Pour la période 2025-2044, la forêt est divisée en quatre groupes de gestion aux modalités distinctes. Les deux premiers groupes, couvrant la majorité de la surface, feront l'objet de coupes régulières pour atteindre une structure équilibrée, avec des rotations précisées dans le texte. Un troisième groupe de 5 hectares ne subira pas de coupes mais bénéficiera de travaux de détourage et de plantation. Le dernier groupe, incluant les rives du rû de la Courance et une emprise de canalisation, conservera ses vocations actuelles. Des travaux d'entretien des routes forestières sont également prévus.

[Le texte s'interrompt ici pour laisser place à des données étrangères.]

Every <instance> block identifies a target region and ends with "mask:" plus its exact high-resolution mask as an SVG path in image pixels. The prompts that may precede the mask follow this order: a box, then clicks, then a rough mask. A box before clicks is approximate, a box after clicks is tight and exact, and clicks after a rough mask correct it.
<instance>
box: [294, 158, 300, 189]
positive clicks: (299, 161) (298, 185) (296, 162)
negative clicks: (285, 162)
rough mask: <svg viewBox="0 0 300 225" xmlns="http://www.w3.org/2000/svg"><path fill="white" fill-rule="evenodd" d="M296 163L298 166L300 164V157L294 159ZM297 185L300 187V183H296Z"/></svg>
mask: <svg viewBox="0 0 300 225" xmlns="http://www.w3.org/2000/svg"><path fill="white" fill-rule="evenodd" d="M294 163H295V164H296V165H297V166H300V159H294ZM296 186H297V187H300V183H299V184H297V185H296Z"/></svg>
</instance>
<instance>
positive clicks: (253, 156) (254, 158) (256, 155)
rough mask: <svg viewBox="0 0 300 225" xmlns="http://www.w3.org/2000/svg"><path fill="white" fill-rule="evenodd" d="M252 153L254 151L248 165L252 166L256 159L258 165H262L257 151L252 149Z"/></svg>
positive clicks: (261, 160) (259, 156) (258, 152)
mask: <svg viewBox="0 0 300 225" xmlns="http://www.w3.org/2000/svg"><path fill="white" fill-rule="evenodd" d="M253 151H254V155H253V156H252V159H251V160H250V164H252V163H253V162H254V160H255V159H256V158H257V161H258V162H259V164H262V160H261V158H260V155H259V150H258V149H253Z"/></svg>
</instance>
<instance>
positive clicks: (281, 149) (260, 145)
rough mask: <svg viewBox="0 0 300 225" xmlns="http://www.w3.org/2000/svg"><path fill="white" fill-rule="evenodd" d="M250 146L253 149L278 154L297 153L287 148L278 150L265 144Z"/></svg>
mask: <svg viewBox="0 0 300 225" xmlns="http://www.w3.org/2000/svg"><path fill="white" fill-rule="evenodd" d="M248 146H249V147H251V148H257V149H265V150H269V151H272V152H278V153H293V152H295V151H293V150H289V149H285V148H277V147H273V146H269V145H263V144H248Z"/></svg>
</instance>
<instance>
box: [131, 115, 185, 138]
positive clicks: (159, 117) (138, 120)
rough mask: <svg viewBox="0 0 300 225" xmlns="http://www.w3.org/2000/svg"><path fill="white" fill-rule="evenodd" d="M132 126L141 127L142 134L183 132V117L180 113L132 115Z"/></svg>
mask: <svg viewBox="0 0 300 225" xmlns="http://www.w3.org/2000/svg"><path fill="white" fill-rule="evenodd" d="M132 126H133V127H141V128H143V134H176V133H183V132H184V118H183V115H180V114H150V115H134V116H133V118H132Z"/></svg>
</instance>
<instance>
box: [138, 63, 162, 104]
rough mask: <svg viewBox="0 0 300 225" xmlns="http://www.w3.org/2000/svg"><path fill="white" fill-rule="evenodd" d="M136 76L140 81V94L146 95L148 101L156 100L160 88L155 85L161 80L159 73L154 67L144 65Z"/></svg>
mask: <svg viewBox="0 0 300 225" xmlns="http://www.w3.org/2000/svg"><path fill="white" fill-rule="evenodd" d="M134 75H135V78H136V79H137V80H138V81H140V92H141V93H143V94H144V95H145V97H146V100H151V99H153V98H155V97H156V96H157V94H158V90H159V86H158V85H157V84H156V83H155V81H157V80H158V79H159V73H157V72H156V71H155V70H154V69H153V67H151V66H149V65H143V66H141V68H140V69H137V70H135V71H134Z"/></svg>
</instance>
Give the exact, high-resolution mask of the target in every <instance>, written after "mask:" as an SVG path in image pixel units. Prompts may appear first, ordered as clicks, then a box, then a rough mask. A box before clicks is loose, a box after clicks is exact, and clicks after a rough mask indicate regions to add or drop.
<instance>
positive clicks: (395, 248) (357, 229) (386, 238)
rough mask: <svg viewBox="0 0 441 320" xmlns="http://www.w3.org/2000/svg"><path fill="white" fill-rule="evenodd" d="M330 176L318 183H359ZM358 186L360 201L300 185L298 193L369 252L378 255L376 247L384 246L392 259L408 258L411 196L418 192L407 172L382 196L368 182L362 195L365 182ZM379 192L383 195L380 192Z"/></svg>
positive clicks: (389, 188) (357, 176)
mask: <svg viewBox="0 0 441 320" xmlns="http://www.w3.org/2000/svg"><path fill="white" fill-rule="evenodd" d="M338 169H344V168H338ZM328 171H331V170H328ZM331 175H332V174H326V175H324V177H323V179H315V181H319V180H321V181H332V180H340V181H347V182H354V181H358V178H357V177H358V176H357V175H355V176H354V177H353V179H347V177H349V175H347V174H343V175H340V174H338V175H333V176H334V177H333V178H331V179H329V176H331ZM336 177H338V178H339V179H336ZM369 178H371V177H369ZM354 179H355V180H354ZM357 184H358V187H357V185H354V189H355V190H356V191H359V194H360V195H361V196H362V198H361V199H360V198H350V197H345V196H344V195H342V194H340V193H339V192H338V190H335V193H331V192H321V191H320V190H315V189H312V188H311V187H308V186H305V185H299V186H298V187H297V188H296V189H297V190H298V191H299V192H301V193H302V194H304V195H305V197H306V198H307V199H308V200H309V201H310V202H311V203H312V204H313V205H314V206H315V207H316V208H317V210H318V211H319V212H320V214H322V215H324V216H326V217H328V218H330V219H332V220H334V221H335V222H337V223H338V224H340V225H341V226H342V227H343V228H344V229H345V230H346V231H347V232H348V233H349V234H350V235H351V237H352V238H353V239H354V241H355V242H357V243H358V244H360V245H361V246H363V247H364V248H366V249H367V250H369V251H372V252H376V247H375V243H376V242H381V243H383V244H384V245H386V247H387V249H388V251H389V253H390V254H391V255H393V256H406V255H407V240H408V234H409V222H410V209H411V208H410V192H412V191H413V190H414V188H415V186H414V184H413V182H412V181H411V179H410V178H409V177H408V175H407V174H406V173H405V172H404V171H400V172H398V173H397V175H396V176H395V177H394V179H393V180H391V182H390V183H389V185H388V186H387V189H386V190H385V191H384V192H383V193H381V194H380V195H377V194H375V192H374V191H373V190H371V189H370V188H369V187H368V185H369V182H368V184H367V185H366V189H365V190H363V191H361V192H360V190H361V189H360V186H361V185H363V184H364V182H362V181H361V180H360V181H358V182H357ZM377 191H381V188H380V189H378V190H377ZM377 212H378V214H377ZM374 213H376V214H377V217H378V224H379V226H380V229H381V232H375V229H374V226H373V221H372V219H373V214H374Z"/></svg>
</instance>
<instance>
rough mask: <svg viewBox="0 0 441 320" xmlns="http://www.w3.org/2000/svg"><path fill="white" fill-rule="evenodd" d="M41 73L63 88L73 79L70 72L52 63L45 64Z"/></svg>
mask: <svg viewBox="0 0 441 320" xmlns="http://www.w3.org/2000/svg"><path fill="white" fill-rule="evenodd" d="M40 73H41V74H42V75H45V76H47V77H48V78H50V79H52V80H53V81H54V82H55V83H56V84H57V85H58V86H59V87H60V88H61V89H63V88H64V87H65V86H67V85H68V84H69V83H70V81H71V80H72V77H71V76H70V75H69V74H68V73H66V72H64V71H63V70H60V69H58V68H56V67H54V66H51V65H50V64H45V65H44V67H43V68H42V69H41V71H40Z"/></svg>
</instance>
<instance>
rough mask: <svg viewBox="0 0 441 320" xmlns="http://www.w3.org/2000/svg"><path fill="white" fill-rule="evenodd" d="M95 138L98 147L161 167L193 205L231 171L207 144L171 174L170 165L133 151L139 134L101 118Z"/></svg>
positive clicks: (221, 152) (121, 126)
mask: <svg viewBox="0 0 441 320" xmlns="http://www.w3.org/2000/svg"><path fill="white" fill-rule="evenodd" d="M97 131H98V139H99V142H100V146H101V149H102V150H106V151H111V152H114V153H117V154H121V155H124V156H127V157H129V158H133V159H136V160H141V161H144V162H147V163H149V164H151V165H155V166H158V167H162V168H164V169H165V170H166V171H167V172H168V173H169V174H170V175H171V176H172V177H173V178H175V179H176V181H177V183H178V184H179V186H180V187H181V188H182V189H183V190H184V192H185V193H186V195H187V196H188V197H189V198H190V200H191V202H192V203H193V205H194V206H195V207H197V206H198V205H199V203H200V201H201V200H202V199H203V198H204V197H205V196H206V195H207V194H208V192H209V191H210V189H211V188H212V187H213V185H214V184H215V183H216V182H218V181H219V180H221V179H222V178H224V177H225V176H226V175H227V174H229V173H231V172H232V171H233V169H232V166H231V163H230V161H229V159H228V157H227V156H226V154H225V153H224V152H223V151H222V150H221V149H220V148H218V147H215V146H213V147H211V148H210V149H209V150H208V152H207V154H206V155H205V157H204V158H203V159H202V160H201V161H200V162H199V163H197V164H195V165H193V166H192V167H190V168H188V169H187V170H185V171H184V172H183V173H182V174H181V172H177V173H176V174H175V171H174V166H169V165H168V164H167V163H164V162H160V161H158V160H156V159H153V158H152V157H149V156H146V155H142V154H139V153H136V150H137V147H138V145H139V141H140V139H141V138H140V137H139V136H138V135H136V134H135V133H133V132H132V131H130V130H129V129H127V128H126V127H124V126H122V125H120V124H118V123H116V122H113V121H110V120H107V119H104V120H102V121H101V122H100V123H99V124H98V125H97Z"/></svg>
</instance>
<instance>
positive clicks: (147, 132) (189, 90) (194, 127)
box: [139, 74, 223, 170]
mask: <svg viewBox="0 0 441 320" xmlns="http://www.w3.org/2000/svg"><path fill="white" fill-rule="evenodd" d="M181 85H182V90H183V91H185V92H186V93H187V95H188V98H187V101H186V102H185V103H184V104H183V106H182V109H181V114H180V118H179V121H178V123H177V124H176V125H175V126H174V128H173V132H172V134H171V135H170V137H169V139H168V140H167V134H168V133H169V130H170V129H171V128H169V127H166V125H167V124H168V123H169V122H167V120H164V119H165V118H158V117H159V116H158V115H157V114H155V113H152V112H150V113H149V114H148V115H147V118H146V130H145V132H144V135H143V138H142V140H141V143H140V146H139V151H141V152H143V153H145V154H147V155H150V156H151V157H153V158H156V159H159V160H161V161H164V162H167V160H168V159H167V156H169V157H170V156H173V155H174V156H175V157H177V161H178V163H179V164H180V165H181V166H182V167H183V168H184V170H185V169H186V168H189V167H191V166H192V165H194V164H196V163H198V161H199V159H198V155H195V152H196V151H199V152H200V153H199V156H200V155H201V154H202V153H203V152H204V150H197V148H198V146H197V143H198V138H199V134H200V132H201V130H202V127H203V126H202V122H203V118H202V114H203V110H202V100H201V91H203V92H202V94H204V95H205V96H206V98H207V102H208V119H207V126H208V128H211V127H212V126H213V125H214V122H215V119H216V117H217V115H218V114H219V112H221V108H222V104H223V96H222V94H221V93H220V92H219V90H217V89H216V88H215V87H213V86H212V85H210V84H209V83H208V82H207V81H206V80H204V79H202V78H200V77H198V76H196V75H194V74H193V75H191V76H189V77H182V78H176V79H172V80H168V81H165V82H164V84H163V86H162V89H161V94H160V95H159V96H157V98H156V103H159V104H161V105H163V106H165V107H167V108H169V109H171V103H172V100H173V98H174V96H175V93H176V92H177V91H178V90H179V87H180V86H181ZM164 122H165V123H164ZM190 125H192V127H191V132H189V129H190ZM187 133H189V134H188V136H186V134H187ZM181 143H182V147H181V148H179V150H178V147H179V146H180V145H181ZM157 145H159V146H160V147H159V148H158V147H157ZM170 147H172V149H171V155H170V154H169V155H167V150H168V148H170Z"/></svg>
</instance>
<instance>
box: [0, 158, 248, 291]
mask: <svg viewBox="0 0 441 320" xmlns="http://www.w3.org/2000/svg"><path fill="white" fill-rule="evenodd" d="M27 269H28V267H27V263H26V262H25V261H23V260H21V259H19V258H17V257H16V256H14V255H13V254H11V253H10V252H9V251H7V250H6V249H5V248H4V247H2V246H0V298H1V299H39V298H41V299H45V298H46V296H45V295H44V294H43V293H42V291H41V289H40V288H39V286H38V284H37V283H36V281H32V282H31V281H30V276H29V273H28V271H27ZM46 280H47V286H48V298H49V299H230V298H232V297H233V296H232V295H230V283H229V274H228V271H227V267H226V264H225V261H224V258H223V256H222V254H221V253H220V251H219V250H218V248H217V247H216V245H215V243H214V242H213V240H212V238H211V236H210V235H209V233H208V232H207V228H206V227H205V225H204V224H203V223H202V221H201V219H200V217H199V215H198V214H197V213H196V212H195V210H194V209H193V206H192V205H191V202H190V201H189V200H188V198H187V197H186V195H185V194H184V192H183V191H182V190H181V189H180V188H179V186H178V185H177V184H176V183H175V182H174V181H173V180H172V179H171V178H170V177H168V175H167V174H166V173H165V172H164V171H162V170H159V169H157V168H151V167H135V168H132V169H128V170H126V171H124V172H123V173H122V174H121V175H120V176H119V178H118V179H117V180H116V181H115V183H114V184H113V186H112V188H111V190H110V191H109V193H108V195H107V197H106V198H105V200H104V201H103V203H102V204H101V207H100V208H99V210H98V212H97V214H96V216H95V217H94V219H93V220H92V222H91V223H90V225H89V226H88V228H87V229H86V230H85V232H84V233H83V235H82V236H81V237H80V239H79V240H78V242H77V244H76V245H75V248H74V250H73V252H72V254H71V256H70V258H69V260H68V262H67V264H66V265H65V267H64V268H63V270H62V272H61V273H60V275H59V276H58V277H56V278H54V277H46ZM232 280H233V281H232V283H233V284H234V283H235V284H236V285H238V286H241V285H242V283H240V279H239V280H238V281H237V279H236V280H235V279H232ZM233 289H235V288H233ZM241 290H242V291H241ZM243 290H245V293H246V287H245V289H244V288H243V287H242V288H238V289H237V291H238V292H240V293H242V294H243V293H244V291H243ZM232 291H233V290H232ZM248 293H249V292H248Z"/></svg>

L'arrêté impose la mise en œuvre systématique de mesures pour rétablir l'équilibre sylvo-cynégétique, notamment via une réévaluation annuelle des plans de chasse en fonction des dégâts observés. Il intègre par ailleurs les consignes nationales de gestion pour préserver la biodiversité (arbres à cavités, morts ou sénescents), ainsi que les sols et les eaux de surface. L'exécution de cet arrêté est confiée au directeur général de la performance économique et environnementale des entreprises et à la directrice générale de l'Office national des forêts.